公卿春澄善縄の娘として生まれる。父善縄は元々伊勢国員弁(いなべ)郡を本拠地とする地方豪族猪名部氏の一族であったが、天長5年(828年)に春澄宿禰の姓を授けられた。善縄には四人の子供がいたとされるが、いずれも大成せず、洽子を最後に春澄氏は歴史から消えることとなった。
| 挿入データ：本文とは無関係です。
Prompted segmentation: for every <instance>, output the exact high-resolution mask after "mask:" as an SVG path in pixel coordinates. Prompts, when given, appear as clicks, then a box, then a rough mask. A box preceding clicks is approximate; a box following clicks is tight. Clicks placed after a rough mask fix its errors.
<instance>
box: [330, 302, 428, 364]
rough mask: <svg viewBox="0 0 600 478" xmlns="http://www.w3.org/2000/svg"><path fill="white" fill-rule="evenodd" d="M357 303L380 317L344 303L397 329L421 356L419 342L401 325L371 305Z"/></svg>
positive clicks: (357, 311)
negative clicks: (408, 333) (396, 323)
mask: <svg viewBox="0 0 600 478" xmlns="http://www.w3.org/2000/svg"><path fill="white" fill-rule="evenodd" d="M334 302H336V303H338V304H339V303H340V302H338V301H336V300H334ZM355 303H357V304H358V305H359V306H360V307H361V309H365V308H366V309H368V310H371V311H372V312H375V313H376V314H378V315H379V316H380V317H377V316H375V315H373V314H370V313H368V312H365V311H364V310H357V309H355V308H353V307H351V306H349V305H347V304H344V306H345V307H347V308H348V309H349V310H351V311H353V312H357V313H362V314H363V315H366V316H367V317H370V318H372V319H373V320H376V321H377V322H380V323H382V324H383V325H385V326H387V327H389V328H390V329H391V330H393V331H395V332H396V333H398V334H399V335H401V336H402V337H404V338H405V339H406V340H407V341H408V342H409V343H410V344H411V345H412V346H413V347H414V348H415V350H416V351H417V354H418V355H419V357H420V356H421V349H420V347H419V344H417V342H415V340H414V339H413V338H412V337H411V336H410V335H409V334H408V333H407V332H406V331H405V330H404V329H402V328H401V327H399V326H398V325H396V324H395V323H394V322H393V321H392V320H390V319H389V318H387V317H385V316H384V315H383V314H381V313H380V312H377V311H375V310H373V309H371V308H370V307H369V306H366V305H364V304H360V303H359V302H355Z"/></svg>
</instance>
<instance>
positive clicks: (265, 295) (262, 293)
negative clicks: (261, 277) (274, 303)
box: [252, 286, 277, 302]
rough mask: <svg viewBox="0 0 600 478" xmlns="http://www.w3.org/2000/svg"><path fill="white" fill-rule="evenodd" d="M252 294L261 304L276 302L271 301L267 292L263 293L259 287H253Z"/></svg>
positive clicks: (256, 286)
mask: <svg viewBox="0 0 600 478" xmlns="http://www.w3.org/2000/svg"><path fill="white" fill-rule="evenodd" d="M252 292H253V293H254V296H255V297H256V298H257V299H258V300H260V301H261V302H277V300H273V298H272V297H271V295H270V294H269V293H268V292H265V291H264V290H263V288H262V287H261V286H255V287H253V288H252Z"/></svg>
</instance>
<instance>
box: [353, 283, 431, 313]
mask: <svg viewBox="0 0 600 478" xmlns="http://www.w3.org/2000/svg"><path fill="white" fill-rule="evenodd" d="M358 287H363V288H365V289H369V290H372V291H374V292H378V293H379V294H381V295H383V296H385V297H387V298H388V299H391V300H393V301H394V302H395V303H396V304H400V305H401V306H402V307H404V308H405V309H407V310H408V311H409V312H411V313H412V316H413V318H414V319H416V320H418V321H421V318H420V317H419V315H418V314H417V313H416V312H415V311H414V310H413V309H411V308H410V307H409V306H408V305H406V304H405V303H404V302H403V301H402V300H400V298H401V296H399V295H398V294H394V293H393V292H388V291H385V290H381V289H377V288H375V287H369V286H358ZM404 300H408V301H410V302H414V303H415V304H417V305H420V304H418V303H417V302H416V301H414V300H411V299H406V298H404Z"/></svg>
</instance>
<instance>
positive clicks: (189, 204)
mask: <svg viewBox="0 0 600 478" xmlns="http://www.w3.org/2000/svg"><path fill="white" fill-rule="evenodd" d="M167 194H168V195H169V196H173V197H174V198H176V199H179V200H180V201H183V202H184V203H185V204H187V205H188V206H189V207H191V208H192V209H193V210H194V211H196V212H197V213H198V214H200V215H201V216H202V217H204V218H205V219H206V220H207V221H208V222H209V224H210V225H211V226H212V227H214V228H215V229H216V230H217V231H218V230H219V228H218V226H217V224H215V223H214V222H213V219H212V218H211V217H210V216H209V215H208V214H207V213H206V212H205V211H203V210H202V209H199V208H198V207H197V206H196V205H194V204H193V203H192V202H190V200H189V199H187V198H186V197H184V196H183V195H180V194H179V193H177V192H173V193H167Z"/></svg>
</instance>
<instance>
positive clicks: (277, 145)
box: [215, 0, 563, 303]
父善縄の死後、貞観15年(873年)9月に本貫伊勢国員弁郡に下り、に一族の代表として猪名部神社に氏神奉幣している。

女官として[編集]

洽子は清和陽成光孝宇多醍醐の五代の天皇に仕えた。貞観10年(868年)正月8日、無位から従五位下に叙位された後、同15年9月9日までに従五位上掌侍となり、洽子に改名した年の元慶元(877年)11月正五位下仁和3年(889年)に従四位下に進む。そののちに典侍となり尚侍藤原淑子の下で、光孝天皇の崩御の際には鈴印供奉の大役を務めている。寛平8年(896年)に従四位上延喜2年(902年)に従三位の高位を賜った。特に、宇多天皇からの信任厚く、「寛平御遺誡」には糸所に出仕中の洽子への高い評価が記されている。醍醐天皇の受禅の際には剣璽使の大役を果たした。

歌人として[編集]

宇多天皇の女御藤原温子の元に出入りしており、古今和歌集に一首

「散る花の なくにしとまる ものならば 我うぐひすに おとらましやは」(巻第二、春歌下、107番)

が採られている。大和物語には糸所の別当として洽子が登場しており、温子のサロンで歌人の伊勢兵衛の命婦(藤原高経女)、一のみこ(均子内親王、温子の一人娘)で行われた歌会に参加した様子が描かれている。